# 1976 Schwinn Super LeTour 12.2 Chrome   From original owner.



## schwinnbikebobb (Aug 29, 2022)

Picked this up a couple weeks ago from the original owner. He bought it in W VA when he got out of the Navy.   Can't believe it lasted a month on CL.  Don't know how I missed it for all that time.  Owner was adamant it was a very rare special edition 15 speed. We all know that some bike stores would have told you what you wanted to hear to make a sale and I assume that is the case here. The Navy screwed up his back so he rode upright as much as he could.  He had the Grab On's added along with the extension brake levers to that end. Glad to have got it, he said if it didn't sell he was going to convert it to a gravel bike.  A really nice guy, glad to have met him!

I wanted to take it back to original.  Originally was going to go with black cotton tape as original but couldn't bring myself to do it. Very happy with how it cleaned up.

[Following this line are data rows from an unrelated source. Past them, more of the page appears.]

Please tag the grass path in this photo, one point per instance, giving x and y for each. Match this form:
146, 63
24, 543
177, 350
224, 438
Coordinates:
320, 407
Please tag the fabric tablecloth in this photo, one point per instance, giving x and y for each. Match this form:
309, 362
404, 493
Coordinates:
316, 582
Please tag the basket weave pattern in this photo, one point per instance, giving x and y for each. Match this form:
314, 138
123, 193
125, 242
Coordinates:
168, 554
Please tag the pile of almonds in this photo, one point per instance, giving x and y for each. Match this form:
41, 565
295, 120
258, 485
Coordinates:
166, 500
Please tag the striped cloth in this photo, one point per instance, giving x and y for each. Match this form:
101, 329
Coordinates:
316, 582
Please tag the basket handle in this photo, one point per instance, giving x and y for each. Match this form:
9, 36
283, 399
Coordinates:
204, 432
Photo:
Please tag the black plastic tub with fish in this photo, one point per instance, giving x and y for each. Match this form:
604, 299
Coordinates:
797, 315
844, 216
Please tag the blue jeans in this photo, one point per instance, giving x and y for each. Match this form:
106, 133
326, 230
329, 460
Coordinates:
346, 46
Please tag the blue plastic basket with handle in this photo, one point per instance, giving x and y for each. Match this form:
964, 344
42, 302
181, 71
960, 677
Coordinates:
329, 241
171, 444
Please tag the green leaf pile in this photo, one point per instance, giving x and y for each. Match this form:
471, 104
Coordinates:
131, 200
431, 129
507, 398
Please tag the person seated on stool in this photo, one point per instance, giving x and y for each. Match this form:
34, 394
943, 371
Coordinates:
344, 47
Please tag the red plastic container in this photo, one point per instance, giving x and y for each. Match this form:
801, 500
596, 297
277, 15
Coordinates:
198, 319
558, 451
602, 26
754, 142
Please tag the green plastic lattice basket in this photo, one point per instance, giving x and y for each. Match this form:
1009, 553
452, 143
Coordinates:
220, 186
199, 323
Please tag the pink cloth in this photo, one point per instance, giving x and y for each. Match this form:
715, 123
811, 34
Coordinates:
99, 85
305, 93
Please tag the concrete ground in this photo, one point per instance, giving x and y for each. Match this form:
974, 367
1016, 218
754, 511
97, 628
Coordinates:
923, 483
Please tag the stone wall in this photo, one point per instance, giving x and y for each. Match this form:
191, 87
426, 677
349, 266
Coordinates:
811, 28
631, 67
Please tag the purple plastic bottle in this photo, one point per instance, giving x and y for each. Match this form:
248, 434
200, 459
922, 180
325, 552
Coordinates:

I would expect this was sold as a 77.  The badge date is from the week between Christmas and New Years 1976.  Almost every component has a 10-76 date stamp.


----------



## Schwinny (Aug 29, 2022)

Those are very smooth bikes. There is a few pics of my old one here somewhere.
Chrome was a $75 upgrade. As I remember, they were $275 new.


----------



## Tim s (Aug 29, 2022)

Nice find in great shape too. I have 2 of these in chrome and the funny thing is that the head badge numbers( assembly date) are exactly the same. If you get a chance post the numbers and they might be the same or close. Tim


----------



## schwinnbikebobb (Aug 29, 2022)

Hey Tim

Badge number is 3636     Does that match yours?    These are good looking bikes.


----------



## Eric Amlie (Aug 30, 2022)

Very nice! I like the white with the chrome.
I seem to remember this bike being discussed somewhere else fairly recently. The Sugino Maxy triple was certainly an oddity.
I understand that you wanted to take it back to near original. I would have probably left it a triple but replaced the Maxy with a Sugino Mighty Tour.
Being old, I like triples and "Geezer" gears.


----------



## Tim s (Aug 30, 2022)

Hey Bob, The badge numbers are 1517 for both. I like the white bar tape and tires on yours, you have an eye for nice bikes. Tim


----------



## schwinnbikebobb (Sep 1, 2022)

Hey Tim

Thanks!!!     I think we both have that eye and good taste in bikes!!!


----------



## 49autocycledeluxe (Sep 1, 2022)

looking good. I had a blue LeTour for a while.


----------



## Schwinny (Sep 5, 2022)

I looked up pics on the one I had. It was super clean and a very smooth riding bike, although a little big for me.
Even though it was a 25" frame, it still only weighed a little over 27lbs.
12.2 is its supposed kg weight... 26.8 pounds
Same for the traveller 11.8... 26.0


----------



## Tim s (Nov 17, 2022)

I just finished detailing my Super Le Tour today. Tim


----------



## schwinnbikebobb (Nov 17, 2022)

Very nice Tim!!   Good work!!!


----------



## Eric Amlie (Nov 18, 2022)

Sweet...I've want one of those for years!
The shipping charge on bikes is making Ebay unaffordable, and bikes like this pretty much never come up locally.
I particularly like the look of the white decals on the chrome.


----------



## Tim s (Nov 18, 2022)

Eric I agree with you about the white decals and I will keep my eye out for one for you. What size ? Tim


----------



## Eric Amlie (Nov 19, 2022)

Thanks Tim, but really, no need to bother.
I really should not be acquiring any more bikes.
I'll soon be reaching the time of my life when I'll need to sell my house(not a good place to grow old in) and move to a more age friendly apartment.
I have about 85 bikes, most stored in a friend's basement. I'll be needing to dispose of those, as she is even older than I am, and likely to move also.
I have a chrome Voyageur 11.8 that should scratch the itch for the Super LeTour 12.2, but this "collector" thing keeps banging on my head. It's a sickness!
Thanks for thinking of me though!


----------